What interested me in developing this character is that she is very much like the mother that a teenager might describe if they truly dislike a parent. Very one sided. There was a discussion about that over "Mommy Dearest" the truly nasty biography of Joan Crawford written by her daughter Christina. When Faye Dunaway developed the role in the movie she brought some understanding of the difficulties Crawford herself was facing and softened the character making her much more human than her daughter saw her.

Provenance has a single focus on Fiona. It does not go into the struggles she has in communicating with her daughter. She is bitter and mean and filled with superstition that obviously must have come down through the generations. It was interesting to experience her wrestling with me to make her nicer and to explain some of her behaviors.

Excerpt from Provenance:

Fiona was raging drunk.

"God gave me a hard life," she slurred at Danielle. "Brought me nothin' but pain and sorrow. Brought me a mealy mouth little, goodie girl, lost me the son I wanted. God killed my man..."

"It's okay, Mommy," Danielle comforted, stroking her mother's head.

"Be good and careful of your man, Danielle. After you're twenty, men don't look at you any more. You only get one chance to be young and beautiful. Look at me. All my beauty gone, like my man."

"You're beautiful, Mommy," Danielle knew the risk of talking, but being quiet held equal risk if Fiona was fishing for a compliment.

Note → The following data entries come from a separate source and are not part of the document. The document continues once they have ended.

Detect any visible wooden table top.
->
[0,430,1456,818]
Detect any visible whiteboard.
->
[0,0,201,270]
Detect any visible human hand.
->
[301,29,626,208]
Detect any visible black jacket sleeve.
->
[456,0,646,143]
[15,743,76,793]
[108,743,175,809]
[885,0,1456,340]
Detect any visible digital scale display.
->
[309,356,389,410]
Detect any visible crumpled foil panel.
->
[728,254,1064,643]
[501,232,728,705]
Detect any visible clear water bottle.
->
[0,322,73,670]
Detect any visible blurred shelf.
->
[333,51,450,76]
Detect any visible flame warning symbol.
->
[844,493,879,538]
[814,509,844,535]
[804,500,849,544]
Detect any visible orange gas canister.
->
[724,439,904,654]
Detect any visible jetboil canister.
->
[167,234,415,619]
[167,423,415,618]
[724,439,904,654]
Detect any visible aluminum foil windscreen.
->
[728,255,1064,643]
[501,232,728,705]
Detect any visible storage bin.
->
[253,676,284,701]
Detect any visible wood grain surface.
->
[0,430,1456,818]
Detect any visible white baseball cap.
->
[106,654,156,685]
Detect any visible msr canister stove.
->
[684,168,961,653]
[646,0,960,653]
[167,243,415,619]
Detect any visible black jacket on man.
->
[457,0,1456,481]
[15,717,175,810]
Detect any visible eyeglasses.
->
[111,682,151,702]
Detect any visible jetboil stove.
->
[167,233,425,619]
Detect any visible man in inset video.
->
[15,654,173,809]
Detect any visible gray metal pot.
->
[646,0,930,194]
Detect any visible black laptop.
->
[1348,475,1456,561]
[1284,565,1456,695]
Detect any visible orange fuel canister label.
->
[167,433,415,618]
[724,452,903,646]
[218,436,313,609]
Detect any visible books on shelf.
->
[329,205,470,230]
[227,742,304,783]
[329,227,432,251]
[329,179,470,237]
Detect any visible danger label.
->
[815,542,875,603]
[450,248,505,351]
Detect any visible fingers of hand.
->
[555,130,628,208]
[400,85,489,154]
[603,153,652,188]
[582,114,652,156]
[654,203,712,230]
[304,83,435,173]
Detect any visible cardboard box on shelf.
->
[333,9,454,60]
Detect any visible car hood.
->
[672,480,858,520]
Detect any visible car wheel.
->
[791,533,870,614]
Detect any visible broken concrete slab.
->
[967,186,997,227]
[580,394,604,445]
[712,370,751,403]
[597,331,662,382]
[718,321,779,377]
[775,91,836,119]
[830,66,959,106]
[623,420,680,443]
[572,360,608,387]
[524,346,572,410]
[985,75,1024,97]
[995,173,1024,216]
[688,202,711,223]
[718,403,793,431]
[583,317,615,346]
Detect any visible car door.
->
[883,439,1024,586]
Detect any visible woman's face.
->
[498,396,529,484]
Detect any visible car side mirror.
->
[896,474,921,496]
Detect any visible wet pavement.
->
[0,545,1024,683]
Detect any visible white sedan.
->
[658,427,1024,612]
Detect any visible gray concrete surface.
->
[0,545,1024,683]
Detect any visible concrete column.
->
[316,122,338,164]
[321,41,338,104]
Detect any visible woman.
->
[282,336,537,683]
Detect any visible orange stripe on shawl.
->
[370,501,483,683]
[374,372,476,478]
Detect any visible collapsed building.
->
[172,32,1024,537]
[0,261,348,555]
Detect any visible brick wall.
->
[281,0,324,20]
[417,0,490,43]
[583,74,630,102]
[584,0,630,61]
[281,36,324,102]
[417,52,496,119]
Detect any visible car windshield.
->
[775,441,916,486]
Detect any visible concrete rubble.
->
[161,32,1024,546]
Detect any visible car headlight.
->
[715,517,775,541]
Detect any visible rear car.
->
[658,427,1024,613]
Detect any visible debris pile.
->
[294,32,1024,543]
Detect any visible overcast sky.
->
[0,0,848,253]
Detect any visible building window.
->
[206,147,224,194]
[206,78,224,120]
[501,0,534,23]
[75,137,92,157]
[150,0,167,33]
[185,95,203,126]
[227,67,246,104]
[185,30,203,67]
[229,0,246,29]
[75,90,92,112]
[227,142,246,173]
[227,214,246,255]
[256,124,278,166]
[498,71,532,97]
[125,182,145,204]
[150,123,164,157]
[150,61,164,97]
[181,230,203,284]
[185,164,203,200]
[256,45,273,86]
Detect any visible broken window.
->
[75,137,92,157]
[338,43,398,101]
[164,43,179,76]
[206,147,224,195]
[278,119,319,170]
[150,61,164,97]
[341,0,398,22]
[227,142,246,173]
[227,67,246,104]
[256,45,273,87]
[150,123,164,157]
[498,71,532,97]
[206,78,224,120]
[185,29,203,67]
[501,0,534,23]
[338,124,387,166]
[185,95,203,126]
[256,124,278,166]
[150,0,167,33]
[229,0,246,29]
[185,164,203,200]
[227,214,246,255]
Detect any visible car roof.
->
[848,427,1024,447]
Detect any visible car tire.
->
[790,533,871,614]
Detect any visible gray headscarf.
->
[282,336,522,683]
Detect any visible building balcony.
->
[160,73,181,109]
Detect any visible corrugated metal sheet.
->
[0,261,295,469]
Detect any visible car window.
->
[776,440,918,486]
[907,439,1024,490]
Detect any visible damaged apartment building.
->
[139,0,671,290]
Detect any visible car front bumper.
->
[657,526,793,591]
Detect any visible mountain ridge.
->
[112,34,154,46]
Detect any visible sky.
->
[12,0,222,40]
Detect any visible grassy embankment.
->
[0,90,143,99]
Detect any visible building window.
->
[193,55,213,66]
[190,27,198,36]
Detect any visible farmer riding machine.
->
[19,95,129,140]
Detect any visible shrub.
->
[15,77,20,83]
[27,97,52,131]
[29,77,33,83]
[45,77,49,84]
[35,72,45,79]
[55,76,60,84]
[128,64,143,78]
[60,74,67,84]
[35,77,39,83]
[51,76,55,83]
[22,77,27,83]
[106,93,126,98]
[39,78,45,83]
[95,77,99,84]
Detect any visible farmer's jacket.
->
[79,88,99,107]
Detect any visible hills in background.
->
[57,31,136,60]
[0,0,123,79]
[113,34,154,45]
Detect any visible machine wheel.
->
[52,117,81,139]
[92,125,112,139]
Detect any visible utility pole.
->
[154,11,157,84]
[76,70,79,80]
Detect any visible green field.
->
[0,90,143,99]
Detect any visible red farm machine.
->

"Shut up, stupid little bitch. What do you know?" Fiona marched to the refrigerator and rummaged for the beer.

Danielle was afraid. She knew what came next. Next came the beatings. But sooner or later Mommy would fall asleep. Then it would be safe for Danielle to take care of her.

Fiona bellowed with rage and moved to slap her daughter, the slender child moved out of the way and Fiona fell striking her head on the corner of a table. She didn't get up. Urine fouled her dress. Danielle got a towel from the bathroom, removed her mother's underwear and wiped her clean. Urine burned the skin. Even the skin of an adult would show signs of diaper rash if it wasn't cleaned soon enough. Danielle had learned that the hard way.

Next Danielle cleaned the floor. She got a pillow and a blanket from the hall linen closet and made her mother comfortable. Finally, she moved around the living room straightening the furniture and Fiona's knickknacks. Fiona would be sick in the morning. She didn't need to wake up to a mess.

Her duties done, Danielle went to her own room. The room was spotlessly clean and ordered. Everything had a place and everything was in its place. She took out her schoolbooks. It was late, but Fiona had been awake until now and her condition had required Danielle's uninterrupted vigilance.

Sighing, Danielle began her studies, losing herself in the numbers on the page. Mathematics was such an orderly, disciplined subject. Mathematics brought her peace. She was tired, but it wouldn't do to come to school with homework unfinished. What would she say as an explanation? "So sorry, my mother was falling down drunk again last night and I couldn't study?” No, no one must know what went on with Fiona.